Consequently, U.S. importers of textile and apparel products have increased their imports over
time (see Figure 1). The major sources of textile imports for the U.S. are China, Pakistan, India,
Mexico, Taiwan, South Korea, Thailand, Indonesia, Japan, Hong Kong, Philippines, Canada, and
Sri Lanka (U.S. International Trade Administration).
According to Ikenson (2005), the time has come for the Bush administration to cut the
textile industry lobby’s cord. For years, the industry has been a thorn in the side of policymakers
attempting to do the right thing by liberalizing trade. Trade agreements and other trade
liberalizing initiatives have had to be abandoned, curtailed, or saddled with red tape to
accommodate the industry’s unwillingness to compete. Meanwhile, the industry complex has
used threats and extortions to achieve its objective of protectionism, often saddling consumers
with stealth taxes, and dragging down market prospects for other industries.
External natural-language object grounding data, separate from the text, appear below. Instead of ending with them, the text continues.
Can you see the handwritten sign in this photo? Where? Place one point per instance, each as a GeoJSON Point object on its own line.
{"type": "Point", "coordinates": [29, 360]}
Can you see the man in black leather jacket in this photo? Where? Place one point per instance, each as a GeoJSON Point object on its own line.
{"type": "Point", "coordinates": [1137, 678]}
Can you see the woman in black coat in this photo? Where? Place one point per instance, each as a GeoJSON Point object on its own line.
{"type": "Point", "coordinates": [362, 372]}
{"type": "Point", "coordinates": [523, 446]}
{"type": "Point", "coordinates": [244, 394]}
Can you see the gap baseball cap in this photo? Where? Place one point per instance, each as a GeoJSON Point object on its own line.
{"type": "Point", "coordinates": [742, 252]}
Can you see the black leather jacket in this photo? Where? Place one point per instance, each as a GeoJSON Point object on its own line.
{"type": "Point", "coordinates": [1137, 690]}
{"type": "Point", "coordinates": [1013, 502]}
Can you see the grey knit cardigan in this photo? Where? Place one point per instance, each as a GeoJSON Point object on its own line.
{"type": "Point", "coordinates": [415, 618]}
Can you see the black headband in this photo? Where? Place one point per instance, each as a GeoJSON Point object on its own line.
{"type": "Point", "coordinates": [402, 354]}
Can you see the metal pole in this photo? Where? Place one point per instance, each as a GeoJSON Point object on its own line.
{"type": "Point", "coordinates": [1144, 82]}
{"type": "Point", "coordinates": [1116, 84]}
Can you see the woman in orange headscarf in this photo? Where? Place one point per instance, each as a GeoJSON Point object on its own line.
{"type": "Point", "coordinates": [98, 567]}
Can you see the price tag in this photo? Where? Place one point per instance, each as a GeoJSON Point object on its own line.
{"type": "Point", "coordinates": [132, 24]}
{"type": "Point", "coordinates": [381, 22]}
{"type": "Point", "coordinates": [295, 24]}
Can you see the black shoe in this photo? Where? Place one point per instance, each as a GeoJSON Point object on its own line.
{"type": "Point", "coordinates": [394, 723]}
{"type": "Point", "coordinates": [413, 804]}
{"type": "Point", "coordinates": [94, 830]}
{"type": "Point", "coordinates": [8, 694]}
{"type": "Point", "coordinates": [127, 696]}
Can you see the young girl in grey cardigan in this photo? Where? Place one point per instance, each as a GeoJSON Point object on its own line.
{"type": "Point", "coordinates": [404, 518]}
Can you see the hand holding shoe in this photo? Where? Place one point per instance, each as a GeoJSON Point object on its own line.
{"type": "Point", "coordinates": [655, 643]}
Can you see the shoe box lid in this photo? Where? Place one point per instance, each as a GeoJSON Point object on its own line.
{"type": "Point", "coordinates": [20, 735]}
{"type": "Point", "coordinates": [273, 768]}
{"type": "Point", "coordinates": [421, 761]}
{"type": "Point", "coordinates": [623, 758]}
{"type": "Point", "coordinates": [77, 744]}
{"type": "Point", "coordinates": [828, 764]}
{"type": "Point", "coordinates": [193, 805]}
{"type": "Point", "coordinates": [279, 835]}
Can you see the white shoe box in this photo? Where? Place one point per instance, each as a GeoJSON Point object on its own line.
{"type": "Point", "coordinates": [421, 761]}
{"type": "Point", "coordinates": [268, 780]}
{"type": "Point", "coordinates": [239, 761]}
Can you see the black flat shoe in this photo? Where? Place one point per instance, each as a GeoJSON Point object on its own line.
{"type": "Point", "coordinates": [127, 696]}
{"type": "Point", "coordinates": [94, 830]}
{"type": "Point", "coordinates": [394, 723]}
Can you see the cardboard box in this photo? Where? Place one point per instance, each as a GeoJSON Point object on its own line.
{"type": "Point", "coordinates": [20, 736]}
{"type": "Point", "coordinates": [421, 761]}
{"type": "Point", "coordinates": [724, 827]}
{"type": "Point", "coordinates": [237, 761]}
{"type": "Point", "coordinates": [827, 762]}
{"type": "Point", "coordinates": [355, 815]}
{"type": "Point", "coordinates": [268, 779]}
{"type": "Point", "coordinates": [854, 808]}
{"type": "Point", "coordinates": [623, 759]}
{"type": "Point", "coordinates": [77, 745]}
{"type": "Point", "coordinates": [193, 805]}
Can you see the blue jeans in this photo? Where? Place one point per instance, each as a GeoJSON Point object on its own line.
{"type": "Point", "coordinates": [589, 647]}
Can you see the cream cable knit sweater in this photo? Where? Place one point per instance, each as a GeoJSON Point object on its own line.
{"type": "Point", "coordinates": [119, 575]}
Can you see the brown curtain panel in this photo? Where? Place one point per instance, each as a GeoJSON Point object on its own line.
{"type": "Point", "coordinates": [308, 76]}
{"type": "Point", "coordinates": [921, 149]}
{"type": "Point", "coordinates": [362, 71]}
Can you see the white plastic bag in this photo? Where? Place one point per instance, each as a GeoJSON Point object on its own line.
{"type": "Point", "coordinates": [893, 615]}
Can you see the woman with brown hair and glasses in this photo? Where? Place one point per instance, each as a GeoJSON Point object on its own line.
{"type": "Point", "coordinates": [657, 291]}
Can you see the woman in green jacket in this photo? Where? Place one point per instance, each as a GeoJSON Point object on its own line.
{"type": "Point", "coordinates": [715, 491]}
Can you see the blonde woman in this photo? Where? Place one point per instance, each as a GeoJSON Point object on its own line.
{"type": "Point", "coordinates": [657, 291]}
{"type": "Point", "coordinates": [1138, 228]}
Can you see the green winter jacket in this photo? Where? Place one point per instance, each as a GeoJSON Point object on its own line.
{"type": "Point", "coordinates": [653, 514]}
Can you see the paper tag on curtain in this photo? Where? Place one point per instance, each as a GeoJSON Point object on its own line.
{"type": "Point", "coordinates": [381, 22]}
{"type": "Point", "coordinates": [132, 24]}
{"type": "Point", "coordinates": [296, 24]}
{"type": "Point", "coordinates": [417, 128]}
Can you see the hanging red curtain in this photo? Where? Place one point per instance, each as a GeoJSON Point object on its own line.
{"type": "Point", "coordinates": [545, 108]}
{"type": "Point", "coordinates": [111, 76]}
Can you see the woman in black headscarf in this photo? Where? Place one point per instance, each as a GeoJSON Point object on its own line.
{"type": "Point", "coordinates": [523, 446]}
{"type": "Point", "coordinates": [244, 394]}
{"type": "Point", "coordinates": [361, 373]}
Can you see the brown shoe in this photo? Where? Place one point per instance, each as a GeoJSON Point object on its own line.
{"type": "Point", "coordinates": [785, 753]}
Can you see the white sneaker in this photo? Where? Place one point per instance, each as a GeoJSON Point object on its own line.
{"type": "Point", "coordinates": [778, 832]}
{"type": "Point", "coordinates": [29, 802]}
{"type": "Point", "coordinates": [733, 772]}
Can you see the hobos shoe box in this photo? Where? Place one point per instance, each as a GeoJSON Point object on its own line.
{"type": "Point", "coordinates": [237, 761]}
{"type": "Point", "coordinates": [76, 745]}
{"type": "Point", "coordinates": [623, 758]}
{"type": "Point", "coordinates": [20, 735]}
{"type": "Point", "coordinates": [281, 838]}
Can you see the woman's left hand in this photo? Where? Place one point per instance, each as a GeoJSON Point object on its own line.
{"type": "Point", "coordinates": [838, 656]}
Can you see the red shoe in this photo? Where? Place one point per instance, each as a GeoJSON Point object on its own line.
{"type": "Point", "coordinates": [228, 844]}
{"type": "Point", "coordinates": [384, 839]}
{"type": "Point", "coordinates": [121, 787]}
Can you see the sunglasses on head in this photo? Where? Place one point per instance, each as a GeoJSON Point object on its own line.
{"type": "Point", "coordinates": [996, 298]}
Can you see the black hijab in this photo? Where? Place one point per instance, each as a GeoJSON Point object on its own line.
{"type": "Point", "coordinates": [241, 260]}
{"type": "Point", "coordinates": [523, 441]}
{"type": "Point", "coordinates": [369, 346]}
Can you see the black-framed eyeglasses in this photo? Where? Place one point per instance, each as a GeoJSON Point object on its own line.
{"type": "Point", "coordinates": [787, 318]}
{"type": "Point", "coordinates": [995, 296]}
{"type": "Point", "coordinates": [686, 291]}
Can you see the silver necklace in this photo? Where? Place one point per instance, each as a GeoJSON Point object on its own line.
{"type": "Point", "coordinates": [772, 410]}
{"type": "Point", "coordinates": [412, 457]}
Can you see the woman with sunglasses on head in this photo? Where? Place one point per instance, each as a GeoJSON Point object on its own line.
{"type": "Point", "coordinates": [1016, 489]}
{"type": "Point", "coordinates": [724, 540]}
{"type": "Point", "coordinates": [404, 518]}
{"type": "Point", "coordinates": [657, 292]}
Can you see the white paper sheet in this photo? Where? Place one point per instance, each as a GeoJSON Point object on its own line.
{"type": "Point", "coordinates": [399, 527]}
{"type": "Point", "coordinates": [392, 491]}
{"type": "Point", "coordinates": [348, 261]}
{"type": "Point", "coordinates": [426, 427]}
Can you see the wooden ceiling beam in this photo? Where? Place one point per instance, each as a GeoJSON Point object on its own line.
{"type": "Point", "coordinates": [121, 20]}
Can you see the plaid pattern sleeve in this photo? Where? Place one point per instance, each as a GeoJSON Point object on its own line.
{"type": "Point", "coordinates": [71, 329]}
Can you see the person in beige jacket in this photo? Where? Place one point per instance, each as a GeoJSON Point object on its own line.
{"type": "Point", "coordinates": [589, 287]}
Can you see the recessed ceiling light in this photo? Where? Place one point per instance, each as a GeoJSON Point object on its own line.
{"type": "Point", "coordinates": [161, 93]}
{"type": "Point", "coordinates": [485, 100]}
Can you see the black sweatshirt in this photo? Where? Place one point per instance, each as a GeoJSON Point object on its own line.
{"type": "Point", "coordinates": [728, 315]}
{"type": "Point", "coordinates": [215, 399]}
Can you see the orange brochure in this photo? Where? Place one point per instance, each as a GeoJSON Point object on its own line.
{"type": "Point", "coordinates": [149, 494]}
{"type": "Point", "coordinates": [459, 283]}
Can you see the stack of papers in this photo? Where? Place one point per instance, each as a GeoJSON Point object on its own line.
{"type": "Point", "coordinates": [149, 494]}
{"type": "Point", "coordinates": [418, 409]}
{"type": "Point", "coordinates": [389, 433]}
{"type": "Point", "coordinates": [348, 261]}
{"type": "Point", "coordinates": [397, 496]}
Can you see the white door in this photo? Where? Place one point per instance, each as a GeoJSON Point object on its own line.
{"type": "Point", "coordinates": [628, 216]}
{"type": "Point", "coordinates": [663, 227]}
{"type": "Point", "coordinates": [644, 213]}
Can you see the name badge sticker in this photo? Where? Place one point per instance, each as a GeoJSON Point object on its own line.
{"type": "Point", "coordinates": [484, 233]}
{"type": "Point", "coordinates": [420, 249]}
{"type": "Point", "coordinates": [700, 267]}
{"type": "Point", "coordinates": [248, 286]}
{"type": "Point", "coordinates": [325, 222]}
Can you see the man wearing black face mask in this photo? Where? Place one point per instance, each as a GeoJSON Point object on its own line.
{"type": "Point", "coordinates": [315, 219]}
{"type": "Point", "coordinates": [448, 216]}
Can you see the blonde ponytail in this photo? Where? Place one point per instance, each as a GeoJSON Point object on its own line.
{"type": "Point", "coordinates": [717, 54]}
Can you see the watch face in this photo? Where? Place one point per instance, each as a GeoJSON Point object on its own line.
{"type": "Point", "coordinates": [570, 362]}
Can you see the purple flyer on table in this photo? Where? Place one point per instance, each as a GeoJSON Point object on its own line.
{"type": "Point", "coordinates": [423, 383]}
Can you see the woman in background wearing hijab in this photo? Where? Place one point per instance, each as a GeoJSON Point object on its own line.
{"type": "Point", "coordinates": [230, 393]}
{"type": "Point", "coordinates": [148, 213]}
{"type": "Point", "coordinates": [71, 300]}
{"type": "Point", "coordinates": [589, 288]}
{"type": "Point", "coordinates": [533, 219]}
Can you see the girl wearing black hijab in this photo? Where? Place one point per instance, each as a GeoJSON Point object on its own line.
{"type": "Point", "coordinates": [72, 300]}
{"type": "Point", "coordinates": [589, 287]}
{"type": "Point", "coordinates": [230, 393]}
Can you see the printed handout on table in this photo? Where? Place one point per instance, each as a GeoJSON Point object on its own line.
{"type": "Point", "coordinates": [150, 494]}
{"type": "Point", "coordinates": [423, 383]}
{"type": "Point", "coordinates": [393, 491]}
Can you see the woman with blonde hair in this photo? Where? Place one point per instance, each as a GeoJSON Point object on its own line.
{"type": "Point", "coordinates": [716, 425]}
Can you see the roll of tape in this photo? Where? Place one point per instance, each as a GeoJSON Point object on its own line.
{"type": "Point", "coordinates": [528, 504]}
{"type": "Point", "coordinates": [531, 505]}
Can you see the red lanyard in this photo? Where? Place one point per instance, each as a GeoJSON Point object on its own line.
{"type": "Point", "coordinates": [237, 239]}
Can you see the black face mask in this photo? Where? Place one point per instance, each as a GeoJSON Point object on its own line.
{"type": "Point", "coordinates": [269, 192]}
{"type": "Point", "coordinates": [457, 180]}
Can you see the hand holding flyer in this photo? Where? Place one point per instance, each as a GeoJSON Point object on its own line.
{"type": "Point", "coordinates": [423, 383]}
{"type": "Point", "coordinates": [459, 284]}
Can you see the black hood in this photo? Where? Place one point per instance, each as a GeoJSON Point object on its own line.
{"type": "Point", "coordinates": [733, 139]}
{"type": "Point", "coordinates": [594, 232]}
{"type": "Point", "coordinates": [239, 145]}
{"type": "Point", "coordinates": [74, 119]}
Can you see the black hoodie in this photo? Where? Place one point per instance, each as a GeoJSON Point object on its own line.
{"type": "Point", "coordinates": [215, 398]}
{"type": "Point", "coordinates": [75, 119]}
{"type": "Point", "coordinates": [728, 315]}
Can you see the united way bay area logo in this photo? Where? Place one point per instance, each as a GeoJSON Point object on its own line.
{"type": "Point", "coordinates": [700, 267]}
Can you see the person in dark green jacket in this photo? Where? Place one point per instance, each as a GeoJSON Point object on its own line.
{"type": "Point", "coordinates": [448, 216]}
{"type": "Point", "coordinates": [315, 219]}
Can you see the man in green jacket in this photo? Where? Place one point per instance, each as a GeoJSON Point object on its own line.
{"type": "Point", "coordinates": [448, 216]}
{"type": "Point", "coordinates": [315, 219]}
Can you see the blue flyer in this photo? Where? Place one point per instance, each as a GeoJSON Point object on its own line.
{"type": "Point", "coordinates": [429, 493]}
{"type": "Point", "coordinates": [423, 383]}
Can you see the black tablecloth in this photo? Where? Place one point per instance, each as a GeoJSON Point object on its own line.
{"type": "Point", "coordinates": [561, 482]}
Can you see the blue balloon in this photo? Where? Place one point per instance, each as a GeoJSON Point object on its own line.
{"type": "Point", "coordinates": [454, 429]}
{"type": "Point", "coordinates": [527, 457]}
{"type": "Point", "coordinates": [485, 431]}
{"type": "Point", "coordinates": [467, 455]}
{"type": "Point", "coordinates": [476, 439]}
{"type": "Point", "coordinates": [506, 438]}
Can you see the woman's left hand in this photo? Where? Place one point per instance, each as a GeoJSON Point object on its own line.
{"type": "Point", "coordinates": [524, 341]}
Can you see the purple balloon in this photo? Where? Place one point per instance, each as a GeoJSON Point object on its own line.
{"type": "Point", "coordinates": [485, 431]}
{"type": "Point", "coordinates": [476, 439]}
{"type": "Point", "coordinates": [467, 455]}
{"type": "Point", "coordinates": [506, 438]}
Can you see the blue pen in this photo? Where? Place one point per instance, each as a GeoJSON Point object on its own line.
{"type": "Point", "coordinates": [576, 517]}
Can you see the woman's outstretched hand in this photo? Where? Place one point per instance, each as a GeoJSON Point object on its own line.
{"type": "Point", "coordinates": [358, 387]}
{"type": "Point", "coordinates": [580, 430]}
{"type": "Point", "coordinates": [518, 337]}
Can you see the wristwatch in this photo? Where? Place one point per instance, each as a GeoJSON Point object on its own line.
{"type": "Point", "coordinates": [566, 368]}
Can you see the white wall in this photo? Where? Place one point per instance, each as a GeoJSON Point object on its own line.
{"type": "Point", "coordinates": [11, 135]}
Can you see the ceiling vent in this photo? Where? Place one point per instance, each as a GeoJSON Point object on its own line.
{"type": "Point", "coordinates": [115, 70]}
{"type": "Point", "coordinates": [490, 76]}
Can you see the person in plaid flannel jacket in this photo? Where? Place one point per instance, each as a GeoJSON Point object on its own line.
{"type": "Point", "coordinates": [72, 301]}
Trade flows are generally determined on the basis of the principle of comparative
advantage in a free trade system (Salvatore, 2004; Koo and Karemera, 1991). Since trade flows
of cotton and textiles have been distorted by government interventions, determinants of trade
flows of textile and apparel and their economic effects are not clearly understood. Accordingly,
the objectives of this study are to evaluate factors explaining the pattern of textile and apparel
imports into the U.S. from key trading partners and to derive implications from such textile and
apparel trade. The rest of the paper is organized as follows: in the first section, we provide a
theoretical justification for using the gravity model in determining trade flows of textiles and
apparel. In the second section, we derive the reduced form of the gravity model. In the third
section, we provide information on data sources and estimation procedure. The fourth section
presents the results and the fifth section offers concluding remarks.